The IV infusion room

Upon arrival, we are first shown the top floor infusion room where you can have vitamins, minerals and trace elements injected via an IV drip. Different infusions can help with improving energy levels,  strengthen the immune system and help with jetlag – who knew we would miss jetlag? Next door is the treatment rooms for all the typical spa treatments like massage, acupuncture and skin glow up treatments.

Next, we headed to the basement where the real science happens. We pass the MRI room and head to the Spine and Movement Labs. First, they have us each get on an extra-large treadmill with lots of little cameras pointed at it. As I started to walk a skeleton appears on the television screen in front of me mimicking my every move. In seconds they have mapped my musculoskeletal architecture and can study my movement and balance.

 

Having my spine mapped

On another machine, I had a few dozen light sensors shot onto my back to map out my spine, which to my surprise the technician said was in good shape.

The gym technician showing off his muscle fibres

After that, he took us into another room filled with equipment that looked like it was shipped in from NASA. One machine had an ultrasound monitor on it and he demonstrated how they could look at our muscle fibres to see how they were developing.

Testing the boyfriends flexibility

Then my boyfriend was basically strapped into one of the machines, which could measure and help improve flexibility and range of movement.

The men's changing room

After a quick change into gym clothes in the changing room, which feature glossy white lockers and timber barrels of meticulously rolled towels, we headed to the gym floor.

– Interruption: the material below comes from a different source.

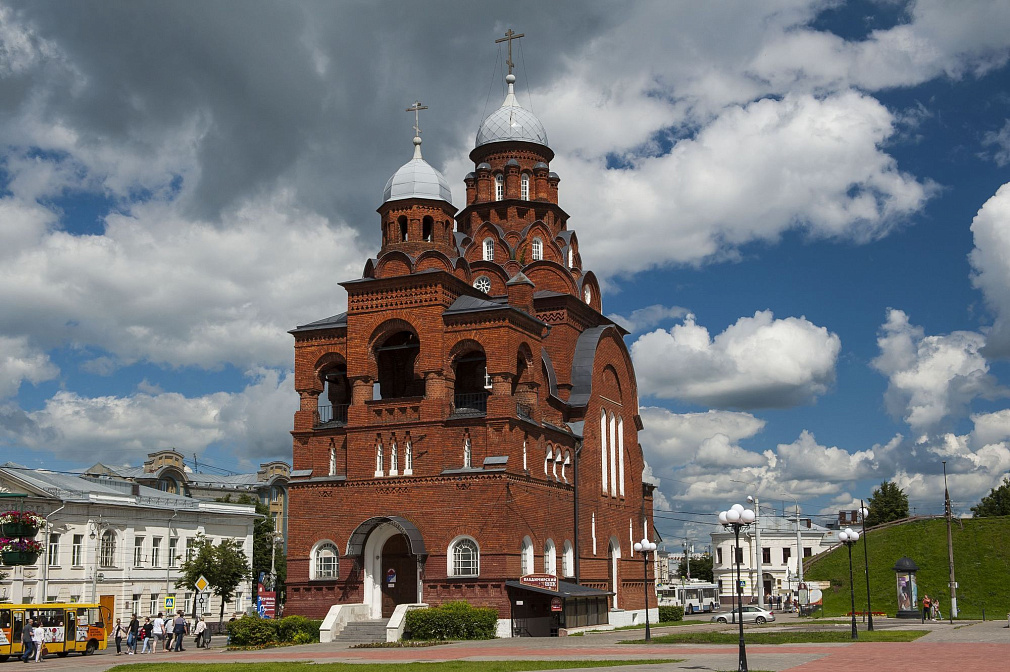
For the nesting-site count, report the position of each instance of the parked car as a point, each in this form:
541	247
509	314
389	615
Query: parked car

The gym feels quite small, but we have to remember this is a bespoke with limited members and while we were there we only saw a couple of people in the gym – so no need to give the death stare to the guy sitting on the machine you want as he scrolls through his phone.

The gym floor

The gym equipment is Technogym and much of it features microchip technology so the machines instantly recognize the users' gym card and sets the weights up for them and adjusts them over time. This really is gym 2.0.

 

The boyfriend showing off on theIcaros Health

Past a studio, which offers everything from yoga and Pilates to Tai Chi and callisthenics, we entered a room with an Icaros Health. The Icaros brings together health and gaming by making you use your body to direct the action on a Virtual Reality video game. I literally had to straddle the machine and control my balance as it twists like a gyroscope beneath me.

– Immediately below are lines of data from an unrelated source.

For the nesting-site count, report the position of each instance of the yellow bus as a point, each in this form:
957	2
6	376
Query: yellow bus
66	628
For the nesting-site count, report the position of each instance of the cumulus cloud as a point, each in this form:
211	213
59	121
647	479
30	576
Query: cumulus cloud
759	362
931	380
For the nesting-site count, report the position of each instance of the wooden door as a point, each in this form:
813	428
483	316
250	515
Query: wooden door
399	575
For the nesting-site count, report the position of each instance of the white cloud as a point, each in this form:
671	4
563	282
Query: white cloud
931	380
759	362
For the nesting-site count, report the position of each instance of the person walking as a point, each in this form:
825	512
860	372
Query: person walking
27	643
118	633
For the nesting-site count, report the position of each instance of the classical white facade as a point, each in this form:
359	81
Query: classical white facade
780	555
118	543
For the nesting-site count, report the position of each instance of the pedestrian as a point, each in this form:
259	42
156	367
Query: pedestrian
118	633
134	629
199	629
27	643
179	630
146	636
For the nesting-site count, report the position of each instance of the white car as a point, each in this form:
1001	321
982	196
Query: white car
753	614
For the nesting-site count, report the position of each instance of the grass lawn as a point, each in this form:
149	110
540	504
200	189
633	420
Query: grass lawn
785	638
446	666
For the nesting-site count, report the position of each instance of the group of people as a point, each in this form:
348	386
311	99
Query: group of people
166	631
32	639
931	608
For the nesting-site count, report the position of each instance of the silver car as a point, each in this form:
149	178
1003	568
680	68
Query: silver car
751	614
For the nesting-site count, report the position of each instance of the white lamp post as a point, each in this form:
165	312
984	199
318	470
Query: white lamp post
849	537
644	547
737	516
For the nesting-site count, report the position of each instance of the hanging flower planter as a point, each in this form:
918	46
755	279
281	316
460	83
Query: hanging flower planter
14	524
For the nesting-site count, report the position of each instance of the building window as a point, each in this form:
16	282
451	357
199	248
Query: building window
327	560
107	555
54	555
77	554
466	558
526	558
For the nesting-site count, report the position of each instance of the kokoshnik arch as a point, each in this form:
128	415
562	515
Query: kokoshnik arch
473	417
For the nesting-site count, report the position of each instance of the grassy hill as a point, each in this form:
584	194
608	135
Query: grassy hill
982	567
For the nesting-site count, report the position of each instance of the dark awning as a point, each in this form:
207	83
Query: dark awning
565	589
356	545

After the VR headset went on, I was thrust into a world of picturesque green valleys in which the aim was to fly through rings in the sky. I failed miserably, whereas my boyfriend aced it – decades of yoga give you impeccable balance apparently.

 

Into the deep freeze

To finish our tour, we visited the Cryotherapy room. After stripping off our tops and donning fleece hats, mittens, slippers and a face mask (we didn’t know then that they would become so commonplace) we entered the chamber that was minus 110 degrees.

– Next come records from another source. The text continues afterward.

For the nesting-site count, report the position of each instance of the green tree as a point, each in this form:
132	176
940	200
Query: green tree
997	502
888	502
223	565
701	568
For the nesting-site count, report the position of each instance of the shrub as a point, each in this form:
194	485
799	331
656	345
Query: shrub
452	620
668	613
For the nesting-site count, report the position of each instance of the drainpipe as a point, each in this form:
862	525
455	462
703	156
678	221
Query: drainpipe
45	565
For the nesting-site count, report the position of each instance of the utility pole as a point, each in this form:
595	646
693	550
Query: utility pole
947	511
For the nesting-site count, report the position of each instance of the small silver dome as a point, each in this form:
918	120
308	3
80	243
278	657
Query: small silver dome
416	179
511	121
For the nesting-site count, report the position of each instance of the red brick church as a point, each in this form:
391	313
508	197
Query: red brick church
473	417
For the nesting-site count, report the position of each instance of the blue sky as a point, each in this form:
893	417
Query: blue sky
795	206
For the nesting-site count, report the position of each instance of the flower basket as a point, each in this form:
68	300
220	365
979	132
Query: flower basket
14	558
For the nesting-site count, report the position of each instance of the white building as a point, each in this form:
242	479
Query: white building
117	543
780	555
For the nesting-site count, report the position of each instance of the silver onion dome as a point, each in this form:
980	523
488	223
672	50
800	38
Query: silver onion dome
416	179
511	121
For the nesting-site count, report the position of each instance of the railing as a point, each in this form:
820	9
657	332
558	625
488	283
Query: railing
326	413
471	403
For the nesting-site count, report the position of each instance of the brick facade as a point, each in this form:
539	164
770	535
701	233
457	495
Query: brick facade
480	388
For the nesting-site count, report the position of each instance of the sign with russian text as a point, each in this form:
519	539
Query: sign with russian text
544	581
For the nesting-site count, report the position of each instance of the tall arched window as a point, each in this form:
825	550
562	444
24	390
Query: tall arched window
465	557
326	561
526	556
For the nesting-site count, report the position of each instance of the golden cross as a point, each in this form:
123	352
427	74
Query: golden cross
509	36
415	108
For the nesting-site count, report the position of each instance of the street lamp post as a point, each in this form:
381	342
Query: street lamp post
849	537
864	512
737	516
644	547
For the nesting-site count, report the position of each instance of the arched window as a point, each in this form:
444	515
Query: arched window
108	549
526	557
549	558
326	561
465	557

Extreme cold to the body has been proven to slow down the growth of inflammatory cells. After a few seconds, it wasn’t too bad though I’m from Canada where it is winter six months of the year so I may not be the best judge.

 

The gym floor

If you are looking for the crème de la crème of fitness experiences, and many of us need it after sitting on the sofa bingeing past RuPaul’s Drag Race seasons for months on end, then the Lanserhof will be there to give you a proper tune-up.